Thanks Pamela! Just came back from checking out your blog! It and you are both fabulous!

Paula {Simply Sandwich} said...

I think we are all in the same boat; sensitive because of our nurturing character. It is okay to be that way - it means you are a loving and compassionate soul. BTW - LOVE your new blog design!

TheBabyMammaChronicles said...

Thanks Paula, on both accounts! Hugs to you!

Danielle Stewart said...

I think I would have to say that I feel sorry for my son. He is beautiful, smart and funny and you he is only three but his dad is 100% absent. Yes we get a check every month but the money doesn't mean anything if your father won't acknowledge your presence. I know that he doesn't understand it now but I feel sorry for him because one day he will understand it.

TheBabyMammaChronicles said...

Danielle, I'm so sorry to hear that. Your son's father has no idea what he's missing out on.

BLOGitse said...

Thanks for your visit!
Sad? Sad moments but being sad longer doesn't help anybody.
I'm sensitive but I also try to think.
Emotional trap (when feelings are leading your life) is not for me. I could not survive like that. I would cry my eyes out of my head.
I try to be rational...But when I feel weak I have a shoulder to cry on. I'm very lucky!
Life is good! (even if we have problems right now - but we have a home/food/enough money - that's a lot!)

TheBabyMammaChronicles said...

That's true!
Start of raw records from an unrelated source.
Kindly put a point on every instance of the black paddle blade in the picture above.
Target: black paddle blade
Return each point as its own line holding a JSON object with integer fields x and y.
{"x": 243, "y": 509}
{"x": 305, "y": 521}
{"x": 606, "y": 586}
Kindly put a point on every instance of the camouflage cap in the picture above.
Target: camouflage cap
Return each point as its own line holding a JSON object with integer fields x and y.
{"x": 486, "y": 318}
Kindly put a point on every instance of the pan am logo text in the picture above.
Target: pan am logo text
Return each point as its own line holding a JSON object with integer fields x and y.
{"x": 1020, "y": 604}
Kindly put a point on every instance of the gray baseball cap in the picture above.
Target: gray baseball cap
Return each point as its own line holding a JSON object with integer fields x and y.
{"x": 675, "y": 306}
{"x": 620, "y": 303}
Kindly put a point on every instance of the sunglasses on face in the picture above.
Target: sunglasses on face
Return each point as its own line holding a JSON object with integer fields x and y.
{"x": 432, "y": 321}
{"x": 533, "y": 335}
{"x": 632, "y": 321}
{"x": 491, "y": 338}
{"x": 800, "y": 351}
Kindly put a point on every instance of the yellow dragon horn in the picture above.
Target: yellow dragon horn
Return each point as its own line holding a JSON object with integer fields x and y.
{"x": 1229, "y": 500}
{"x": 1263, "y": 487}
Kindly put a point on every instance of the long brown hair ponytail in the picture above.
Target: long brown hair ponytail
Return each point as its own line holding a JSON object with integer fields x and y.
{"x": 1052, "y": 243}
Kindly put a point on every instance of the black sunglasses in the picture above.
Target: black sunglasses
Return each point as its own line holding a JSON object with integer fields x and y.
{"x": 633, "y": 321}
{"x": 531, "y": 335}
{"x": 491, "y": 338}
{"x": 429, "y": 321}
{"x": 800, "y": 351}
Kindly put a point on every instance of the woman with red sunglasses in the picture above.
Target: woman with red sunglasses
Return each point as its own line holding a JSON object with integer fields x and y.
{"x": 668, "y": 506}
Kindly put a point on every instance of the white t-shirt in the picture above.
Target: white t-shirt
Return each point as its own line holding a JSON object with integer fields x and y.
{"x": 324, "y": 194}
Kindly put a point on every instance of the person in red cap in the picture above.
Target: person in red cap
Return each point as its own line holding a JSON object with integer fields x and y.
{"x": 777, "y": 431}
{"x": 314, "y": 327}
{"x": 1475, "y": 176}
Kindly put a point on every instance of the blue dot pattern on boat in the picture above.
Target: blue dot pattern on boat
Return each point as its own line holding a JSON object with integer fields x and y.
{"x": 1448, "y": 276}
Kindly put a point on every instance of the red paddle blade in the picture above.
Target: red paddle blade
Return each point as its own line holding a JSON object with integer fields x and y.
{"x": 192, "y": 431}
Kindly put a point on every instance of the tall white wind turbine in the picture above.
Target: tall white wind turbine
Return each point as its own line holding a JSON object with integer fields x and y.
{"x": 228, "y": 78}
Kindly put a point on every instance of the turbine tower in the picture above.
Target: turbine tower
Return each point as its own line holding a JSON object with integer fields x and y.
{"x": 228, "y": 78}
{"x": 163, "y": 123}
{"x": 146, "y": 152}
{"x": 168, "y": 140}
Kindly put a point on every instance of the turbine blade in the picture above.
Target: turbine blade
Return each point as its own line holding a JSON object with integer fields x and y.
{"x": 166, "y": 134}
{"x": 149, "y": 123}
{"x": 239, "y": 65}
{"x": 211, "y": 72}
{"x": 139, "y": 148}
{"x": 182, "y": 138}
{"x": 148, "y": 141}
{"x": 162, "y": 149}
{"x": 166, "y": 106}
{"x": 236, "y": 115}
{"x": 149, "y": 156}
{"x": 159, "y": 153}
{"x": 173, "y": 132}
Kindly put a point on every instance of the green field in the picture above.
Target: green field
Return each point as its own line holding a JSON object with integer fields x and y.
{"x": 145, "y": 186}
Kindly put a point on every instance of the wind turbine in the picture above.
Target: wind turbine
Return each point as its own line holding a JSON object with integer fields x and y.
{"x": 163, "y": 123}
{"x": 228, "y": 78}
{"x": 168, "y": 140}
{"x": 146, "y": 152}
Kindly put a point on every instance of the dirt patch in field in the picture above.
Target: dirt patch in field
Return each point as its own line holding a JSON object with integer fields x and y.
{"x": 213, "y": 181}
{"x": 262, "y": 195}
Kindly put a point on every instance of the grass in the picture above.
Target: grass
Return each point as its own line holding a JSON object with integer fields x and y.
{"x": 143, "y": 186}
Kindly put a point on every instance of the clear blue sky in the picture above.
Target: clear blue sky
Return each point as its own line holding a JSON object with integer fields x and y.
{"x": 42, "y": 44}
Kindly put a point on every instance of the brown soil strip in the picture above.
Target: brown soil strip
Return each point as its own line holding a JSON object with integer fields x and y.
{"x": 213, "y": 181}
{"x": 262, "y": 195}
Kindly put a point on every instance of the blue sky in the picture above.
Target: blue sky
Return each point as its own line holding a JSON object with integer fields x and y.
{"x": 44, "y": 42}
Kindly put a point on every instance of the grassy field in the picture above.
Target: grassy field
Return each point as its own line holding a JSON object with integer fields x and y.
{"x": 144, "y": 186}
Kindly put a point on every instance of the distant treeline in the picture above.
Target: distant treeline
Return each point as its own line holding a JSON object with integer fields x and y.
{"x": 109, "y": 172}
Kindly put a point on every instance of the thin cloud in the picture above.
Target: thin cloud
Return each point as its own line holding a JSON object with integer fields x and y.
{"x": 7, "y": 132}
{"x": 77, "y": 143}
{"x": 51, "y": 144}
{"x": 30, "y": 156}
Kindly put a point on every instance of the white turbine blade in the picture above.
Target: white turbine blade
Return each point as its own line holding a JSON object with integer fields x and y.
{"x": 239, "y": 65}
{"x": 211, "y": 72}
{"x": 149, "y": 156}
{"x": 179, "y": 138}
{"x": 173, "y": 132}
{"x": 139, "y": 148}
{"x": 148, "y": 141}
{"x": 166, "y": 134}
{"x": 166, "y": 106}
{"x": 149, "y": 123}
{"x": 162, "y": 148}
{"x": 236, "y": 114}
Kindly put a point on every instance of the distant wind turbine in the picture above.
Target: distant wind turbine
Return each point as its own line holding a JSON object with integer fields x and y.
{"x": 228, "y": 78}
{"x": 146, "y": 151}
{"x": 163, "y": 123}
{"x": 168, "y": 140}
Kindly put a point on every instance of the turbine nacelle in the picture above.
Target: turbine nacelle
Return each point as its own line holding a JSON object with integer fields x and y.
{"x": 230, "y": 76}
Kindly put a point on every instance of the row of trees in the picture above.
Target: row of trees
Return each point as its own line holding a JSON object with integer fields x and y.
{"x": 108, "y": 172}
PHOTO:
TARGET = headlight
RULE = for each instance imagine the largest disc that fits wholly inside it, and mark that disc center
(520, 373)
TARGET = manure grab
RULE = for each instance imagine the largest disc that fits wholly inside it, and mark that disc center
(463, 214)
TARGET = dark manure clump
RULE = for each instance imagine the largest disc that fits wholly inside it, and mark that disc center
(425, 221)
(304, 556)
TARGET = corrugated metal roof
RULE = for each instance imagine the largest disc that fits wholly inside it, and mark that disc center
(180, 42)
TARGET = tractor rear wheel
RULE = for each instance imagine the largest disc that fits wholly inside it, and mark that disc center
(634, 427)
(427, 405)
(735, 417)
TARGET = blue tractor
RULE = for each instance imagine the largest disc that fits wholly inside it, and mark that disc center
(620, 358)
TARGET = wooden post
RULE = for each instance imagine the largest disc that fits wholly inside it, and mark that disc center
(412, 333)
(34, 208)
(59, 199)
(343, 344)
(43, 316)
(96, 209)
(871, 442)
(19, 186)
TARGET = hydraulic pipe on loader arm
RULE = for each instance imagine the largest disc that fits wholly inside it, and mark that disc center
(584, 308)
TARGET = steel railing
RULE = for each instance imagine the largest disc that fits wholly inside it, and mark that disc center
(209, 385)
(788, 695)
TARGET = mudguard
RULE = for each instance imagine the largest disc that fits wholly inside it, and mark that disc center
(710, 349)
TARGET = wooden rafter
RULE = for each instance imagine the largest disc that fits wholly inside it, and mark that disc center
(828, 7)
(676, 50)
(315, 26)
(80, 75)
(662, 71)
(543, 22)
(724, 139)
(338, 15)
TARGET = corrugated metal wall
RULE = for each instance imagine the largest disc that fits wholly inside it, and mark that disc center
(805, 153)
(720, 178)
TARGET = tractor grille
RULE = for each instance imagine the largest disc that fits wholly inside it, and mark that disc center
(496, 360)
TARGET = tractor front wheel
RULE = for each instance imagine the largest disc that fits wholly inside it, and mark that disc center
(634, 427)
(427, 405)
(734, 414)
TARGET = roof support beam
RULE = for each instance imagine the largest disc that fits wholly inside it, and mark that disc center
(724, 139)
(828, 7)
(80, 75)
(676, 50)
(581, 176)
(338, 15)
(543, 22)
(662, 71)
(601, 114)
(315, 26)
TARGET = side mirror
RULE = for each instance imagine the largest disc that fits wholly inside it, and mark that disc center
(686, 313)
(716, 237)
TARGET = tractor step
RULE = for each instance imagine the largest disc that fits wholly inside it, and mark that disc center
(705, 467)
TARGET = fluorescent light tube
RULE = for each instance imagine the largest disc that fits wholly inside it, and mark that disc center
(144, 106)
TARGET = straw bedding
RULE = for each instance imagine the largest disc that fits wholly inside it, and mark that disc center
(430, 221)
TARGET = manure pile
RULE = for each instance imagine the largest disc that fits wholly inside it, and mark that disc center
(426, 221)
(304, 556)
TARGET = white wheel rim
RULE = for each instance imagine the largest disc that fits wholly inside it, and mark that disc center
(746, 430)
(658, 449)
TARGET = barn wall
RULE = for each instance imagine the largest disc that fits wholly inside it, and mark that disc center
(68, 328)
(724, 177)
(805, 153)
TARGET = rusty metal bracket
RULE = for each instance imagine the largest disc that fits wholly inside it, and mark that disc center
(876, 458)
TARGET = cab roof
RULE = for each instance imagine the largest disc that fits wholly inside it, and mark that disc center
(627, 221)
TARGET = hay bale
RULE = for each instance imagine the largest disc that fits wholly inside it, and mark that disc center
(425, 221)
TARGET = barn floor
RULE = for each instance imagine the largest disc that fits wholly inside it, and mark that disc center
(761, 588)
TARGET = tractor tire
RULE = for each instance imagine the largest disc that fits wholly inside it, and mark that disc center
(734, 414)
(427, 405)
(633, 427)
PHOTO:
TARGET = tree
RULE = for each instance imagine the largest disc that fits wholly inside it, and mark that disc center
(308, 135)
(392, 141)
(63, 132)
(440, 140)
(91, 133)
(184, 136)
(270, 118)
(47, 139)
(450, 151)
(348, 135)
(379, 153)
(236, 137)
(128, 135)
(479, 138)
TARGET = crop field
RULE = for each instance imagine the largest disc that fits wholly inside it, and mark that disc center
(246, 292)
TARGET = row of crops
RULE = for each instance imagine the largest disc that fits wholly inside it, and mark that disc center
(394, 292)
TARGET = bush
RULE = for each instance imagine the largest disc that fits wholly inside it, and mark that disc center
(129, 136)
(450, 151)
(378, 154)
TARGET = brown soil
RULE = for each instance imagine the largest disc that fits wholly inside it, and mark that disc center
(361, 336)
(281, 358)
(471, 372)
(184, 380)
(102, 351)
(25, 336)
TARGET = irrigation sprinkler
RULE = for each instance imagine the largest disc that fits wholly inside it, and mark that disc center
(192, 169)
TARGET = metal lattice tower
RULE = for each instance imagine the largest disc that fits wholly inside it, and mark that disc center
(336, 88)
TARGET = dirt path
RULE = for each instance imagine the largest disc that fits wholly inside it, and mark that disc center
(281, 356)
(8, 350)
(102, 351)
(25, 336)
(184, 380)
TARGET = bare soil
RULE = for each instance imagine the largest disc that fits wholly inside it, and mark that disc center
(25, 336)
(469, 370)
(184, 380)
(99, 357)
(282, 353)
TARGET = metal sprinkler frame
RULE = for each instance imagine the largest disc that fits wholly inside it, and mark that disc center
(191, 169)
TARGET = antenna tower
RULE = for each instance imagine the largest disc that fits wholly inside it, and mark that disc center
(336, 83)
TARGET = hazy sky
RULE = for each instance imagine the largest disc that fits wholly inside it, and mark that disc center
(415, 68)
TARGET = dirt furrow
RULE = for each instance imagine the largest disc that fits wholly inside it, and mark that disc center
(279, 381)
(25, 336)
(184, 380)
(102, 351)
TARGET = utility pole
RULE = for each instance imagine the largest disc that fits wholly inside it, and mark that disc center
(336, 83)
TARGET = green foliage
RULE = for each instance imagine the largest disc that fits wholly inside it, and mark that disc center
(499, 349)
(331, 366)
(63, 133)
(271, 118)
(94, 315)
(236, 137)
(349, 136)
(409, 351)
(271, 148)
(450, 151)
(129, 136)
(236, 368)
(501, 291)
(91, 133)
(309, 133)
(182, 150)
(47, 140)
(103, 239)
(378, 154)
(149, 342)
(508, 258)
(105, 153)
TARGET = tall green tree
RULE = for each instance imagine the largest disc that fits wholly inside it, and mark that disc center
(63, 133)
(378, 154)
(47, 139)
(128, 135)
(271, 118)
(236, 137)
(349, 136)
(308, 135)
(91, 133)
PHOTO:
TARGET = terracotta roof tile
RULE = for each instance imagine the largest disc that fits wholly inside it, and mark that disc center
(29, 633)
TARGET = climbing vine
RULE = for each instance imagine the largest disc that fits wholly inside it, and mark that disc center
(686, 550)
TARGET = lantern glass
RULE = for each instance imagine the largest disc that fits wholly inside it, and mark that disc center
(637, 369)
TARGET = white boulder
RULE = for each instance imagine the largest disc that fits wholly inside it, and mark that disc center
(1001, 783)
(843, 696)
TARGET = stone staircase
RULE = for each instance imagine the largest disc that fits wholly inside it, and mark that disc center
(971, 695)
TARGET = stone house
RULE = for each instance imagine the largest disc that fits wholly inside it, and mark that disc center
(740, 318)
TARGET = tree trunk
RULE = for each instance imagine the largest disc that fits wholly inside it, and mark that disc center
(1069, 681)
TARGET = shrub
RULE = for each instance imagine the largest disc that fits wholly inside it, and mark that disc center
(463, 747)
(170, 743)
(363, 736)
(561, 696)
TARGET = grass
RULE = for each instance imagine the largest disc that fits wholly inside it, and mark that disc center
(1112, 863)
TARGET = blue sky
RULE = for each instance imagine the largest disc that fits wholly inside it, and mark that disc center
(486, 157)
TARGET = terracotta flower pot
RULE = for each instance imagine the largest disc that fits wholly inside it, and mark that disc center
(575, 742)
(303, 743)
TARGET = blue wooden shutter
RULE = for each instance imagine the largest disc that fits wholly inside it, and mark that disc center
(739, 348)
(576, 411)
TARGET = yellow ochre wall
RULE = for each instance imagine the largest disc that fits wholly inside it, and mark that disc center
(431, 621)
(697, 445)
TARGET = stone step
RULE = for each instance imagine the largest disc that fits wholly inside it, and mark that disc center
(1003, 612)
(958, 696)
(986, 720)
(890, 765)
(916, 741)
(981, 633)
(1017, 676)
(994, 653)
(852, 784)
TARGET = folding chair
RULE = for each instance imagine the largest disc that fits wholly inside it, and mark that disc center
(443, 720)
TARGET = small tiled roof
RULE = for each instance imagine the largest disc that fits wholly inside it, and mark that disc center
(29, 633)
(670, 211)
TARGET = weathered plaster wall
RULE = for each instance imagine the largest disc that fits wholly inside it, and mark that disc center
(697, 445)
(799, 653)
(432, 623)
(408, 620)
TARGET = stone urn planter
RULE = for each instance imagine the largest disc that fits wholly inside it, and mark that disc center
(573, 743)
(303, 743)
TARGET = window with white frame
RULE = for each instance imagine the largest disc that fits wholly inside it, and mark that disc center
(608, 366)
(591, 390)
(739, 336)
Life is always good - even when it's not. Thanks for dropping by!

Anonymous said...

It is okay to be sensitive!!! I am like that sometimes too. I do have a hard edge to me though. I love your blog design- so cute! And thanks for having me on your blogroll! xoxo

TheBabyMammaChronicles said...

No thank you for visiting and commenting! I always enjoy reading your blog so just wanted to share the love.

Unknown said...

I would call this over sensitive. It's being a mom, especially a new mom. I cry about everything, I keep myself awake at night being upset over commercials about babies who need homes. I worry constantly that I'm not doing enough fro my girls. Massive mom guilt.